CUDA Stream 表示一个独立的命令队列,同一 stream 内的操作按序执行,
不同 stream 之间的操作可以并行执行。

主要 API:
- torch.cuda.Stream(device, priority)  创建 stream
- stream.wait_stream(other_stream)     让当前 stream 等待另一个 stream
- torch.cuda.current_stream()          获取当前默认 stream
- torch.cuda.default_stream()          获取默认 stream
- stream.synchronize()                 阻塞 CPU 直到 stream 中所有操作完成
- torch.cuda.synchronize()             同步所有设备上的所有 stream
"""

import torch
import time


def example_create_and_use_stream():
    """创建 stream 并在其上执行操作"""
    print("=" * 60)
    print("1. 创建 Stream 并执行操作")
    print("=" * 60)

    s = torch.cuda.Stream()
    a = torch.randn(1000, 1000, device="cuda")
    b = torch.randn(1000, 1000, device="cuda")

    # 在 stream s 上执行矩阵乘法
    with torch.cuda.stream(s):
        c = a @ b
        d = c.relu()

    # 等待 stream s 完成
    s.synchronize()
    print(f"结果 shape: {d.shape}, 设备: {d.device}")
    print()


def example_priority_stream():
    """创建不同优先级的 stream"""
    print("=" * 60)
    print("2. 优先级 Stream")
    print("=" * 60)

    # 优先级范围: 最低优先级到最高优先级
    low_priority = torch.cuda.Stream(priority=-1)
    high_priority = torch.cuda.Stream(priority=0)

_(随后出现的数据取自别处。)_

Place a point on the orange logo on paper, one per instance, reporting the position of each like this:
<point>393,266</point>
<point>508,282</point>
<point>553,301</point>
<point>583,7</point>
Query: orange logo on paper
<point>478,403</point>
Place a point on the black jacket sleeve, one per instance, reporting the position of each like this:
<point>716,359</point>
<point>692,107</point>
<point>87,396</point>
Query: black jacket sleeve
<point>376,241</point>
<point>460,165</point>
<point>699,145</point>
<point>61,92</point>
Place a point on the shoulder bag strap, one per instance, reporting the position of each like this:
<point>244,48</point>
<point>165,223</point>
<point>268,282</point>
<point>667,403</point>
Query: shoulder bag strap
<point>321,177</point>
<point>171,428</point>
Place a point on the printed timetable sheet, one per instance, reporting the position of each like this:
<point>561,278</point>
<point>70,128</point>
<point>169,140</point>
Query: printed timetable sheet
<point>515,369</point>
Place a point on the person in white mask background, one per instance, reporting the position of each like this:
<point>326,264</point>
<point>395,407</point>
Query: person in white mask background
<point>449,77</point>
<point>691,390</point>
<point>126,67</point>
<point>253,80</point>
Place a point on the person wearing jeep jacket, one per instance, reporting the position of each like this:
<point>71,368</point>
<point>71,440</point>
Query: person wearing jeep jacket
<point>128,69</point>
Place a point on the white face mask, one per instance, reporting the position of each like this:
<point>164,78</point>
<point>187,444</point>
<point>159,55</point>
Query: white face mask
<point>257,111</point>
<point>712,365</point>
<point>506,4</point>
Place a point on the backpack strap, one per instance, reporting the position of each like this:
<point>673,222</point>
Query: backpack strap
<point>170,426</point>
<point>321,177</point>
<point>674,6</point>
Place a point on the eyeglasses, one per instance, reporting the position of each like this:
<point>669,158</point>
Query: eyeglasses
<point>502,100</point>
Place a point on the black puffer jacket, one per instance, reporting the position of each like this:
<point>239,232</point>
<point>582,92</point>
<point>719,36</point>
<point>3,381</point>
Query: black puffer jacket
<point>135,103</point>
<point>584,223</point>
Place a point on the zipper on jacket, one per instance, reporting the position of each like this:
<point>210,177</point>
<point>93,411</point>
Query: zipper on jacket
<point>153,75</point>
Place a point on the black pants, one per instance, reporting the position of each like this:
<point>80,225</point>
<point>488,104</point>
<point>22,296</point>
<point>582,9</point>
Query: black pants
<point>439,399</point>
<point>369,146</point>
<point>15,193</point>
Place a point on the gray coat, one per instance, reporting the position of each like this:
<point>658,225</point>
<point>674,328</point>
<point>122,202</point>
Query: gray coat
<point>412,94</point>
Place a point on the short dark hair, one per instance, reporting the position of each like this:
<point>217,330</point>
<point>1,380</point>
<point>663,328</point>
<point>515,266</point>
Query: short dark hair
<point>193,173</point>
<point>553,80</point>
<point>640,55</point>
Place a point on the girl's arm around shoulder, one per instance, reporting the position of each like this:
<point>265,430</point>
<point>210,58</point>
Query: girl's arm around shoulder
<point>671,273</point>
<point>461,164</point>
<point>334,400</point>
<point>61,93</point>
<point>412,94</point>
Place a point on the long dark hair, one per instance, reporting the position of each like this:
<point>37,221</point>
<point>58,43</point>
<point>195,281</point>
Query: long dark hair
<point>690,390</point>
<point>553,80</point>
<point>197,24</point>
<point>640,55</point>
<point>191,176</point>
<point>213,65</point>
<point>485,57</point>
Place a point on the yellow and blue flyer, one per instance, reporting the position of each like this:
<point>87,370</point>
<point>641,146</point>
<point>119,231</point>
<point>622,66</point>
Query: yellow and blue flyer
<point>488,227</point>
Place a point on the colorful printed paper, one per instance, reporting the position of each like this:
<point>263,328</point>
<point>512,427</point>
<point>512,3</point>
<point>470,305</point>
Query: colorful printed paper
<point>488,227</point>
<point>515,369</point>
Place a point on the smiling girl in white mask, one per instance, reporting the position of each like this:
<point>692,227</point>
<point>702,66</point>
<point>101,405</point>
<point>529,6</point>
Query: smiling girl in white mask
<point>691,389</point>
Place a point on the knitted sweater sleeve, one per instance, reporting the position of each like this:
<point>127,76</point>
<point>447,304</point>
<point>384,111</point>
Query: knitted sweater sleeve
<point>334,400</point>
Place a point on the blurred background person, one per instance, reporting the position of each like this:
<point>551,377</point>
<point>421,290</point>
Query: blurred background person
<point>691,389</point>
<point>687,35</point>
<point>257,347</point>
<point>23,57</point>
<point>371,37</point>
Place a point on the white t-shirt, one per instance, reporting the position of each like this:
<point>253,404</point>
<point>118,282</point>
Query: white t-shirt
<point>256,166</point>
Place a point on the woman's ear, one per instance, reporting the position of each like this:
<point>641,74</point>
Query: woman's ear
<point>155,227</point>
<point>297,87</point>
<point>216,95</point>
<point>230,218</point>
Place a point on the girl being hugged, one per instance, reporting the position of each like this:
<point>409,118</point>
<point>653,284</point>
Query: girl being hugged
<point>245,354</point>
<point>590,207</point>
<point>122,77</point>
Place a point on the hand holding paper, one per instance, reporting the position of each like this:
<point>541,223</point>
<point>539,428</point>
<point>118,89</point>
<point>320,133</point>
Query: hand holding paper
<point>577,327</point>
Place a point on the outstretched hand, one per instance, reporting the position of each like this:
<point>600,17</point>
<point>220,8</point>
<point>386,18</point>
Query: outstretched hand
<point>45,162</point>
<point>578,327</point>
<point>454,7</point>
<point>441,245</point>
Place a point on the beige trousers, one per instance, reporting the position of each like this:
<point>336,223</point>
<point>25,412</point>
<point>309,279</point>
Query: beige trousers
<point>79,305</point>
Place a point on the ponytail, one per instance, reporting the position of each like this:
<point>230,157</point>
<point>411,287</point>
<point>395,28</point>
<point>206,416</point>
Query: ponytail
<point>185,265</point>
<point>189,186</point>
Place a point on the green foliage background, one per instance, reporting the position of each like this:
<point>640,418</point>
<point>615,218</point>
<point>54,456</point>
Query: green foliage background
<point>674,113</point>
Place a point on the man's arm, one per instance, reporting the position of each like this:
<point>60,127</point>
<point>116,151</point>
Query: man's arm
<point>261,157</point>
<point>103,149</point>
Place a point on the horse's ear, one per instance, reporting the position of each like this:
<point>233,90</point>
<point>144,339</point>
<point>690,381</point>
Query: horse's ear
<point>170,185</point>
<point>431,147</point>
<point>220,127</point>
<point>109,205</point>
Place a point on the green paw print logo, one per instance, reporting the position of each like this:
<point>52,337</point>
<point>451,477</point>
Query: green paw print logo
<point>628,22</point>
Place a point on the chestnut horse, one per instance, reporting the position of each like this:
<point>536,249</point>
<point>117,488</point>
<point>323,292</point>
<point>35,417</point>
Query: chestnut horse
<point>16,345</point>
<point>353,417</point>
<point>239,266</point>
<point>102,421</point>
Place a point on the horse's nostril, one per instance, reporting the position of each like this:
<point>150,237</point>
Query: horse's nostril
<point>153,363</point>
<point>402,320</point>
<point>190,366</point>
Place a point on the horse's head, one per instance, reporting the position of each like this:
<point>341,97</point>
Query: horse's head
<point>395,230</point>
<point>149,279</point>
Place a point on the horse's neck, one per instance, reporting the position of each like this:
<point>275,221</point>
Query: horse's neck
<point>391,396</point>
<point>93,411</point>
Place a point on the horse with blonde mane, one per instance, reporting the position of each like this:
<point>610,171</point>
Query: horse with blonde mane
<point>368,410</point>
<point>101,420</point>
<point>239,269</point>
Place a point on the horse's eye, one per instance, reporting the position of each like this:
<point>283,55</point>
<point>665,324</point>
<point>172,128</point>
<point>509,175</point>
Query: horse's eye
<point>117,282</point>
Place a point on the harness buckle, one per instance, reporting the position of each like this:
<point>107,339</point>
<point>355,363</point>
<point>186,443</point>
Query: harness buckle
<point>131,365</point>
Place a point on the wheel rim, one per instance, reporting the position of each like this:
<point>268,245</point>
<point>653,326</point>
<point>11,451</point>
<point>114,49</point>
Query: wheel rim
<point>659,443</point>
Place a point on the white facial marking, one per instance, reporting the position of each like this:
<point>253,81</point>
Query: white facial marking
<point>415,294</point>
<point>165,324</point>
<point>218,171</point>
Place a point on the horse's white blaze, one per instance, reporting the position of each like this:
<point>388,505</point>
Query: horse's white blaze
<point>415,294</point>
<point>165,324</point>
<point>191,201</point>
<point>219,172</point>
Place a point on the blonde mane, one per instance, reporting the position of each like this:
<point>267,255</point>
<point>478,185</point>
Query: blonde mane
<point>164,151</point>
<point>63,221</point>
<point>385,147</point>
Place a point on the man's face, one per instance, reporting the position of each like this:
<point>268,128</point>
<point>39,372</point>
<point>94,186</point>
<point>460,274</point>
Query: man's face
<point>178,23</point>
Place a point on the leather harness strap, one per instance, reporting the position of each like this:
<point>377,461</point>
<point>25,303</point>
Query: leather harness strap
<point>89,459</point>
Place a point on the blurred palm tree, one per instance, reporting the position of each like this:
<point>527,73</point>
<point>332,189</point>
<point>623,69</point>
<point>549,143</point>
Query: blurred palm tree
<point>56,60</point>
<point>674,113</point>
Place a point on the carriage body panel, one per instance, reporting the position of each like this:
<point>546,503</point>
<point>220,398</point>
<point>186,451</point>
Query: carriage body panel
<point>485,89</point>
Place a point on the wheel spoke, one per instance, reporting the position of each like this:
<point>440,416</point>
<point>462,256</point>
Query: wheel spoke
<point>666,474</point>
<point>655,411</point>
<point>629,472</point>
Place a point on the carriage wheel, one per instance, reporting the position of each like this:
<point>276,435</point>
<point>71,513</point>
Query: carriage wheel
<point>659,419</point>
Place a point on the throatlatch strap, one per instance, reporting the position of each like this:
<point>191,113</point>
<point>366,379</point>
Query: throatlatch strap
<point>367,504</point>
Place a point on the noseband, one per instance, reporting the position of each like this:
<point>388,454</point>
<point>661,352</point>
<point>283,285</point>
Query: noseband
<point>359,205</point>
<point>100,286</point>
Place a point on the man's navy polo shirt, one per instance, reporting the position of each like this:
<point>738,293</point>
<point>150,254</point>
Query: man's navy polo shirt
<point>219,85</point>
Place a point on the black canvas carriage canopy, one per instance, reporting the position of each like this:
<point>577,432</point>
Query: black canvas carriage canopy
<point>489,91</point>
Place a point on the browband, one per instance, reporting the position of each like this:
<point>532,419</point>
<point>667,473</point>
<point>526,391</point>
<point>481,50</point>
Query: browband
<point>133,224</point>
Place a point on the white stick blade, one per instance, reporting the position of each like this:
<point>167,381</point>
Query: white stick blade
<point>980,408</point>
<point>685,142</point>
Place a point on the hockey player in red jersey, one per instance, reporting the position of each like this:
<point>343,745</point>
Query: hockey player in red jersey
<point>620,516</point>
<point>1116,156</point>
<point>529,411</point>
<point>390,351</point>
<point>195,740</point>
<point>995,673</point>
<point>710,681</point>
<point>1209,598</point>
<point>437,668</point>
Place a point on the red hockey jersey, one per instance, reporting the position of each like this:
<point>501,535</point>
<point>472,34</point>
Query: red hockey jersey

    print(f"低优先级 stream: {low_priority}")
    print(f"高优先级 stream: {high_priority}")
    print(f"优先级范围: {torch.cuda.Stream.priority_range()}")
    print()


def example_stream_wait_stream():
    """stream 间同步: wait_stream"""
    print("=" * 60)
    print("3. Stream 间同步 (wait_stream)")
    print("=" * 60)

    s1 = torch.cuda.Stream()
    s2 = torch.cuda.Stream()

    a = torch.randn(2000, 2000, device="cuda")

    # Stream s1 上做计算
    with torch.cuda.stream(s1):
        b = a @ a  # s1 上执行

    # Stream s2 等待 s1 完成后再执行
    with torch.cuda.stream(s2):
        s2.wait_stream(s1)  # s2 等待 s1 完成
        c = b @ b  # 需要 b 已计算完毕

    s2.synchronize()
    print(f"b shape: {b.shape}, c shape: {c.shape}")
    print()


def example_multiple_streams_parallel():
    """多 stream 并行执行,展示重叠计算"""
    print("=" * 60)
    print("4. 多 Stream 并行执行")
    print("=" * 60)

    N = 4096
    s1 = torch.cuda.Stream()
    s2 = torch.cuda.Stream()

    a1 = torch.randn(N, N, device="cuda")
    a2 = torch.randn(N, N, device="cuda")

    # 预热 GPU
    torch.cuda.synchronize()

    # 在两个 stream 上同时发起计算
    start = time.perf_counter()
    with torch.cuda.stream(s1):
        r1 = a1 @ a1
    with torch.cuda.stream(s2):
        r2 = a2 @ a2

    # 等待两个 stream 都完成
    s1.synchronize()
    s2.synchronize()
    parallel_time = time.perf_counter() - start

    # 对比:默认 stream 串行执行
    torch.cuda.synchronize()
    start = time.perf_counter()
    r1 = a1 @ a1
    r2 = a2 @ a2
    torch.cuda.synchronize()
    serial_time = time.perf_counter() - start

    print(f"并行执行时间: {parallel_time * 1000:.2f} ms")
    print(f"串行执行时间: {serial_time * 1000:.2f} ms")
    print()


def example_current_and_default_stream():
    """获取当前 stream 和默认 stream"""
    print("=" * 60)
    print("5. current_stream / default_stream")
    print("=" * 60)

    s = torch.cuda.Stream()

    # 默认 stream
    default = torch.cuda.default_stream()
    print(f"默认 stream: {default}")

    # 在 s 内部,current_stream 就是 s
    with torch.cuda.stream(s):
        cur = torch.cuda.current_stream()
        print(f"stream context 内的 current_stream: {cur}")
        print(f"与 s 相同: {cur == s}")

    # 退出 context 后,current_stream 恢复为默认
    cur = torch.cuda.current_stream()
    print(f"退出 context 后的 current_stream: {cur}")
    print(f"与默认 stream 相同: {cur == default}")
    print()


def example_stream_query():
    """查询 stream 是否已完成"""
    print("=" * 60)
    print("6. Stream query (非阻塞检查)")
    print("=" * 60)

    s = torch.cuda.Stream()
    a = torch.randn(2000, 2000, device="cuda")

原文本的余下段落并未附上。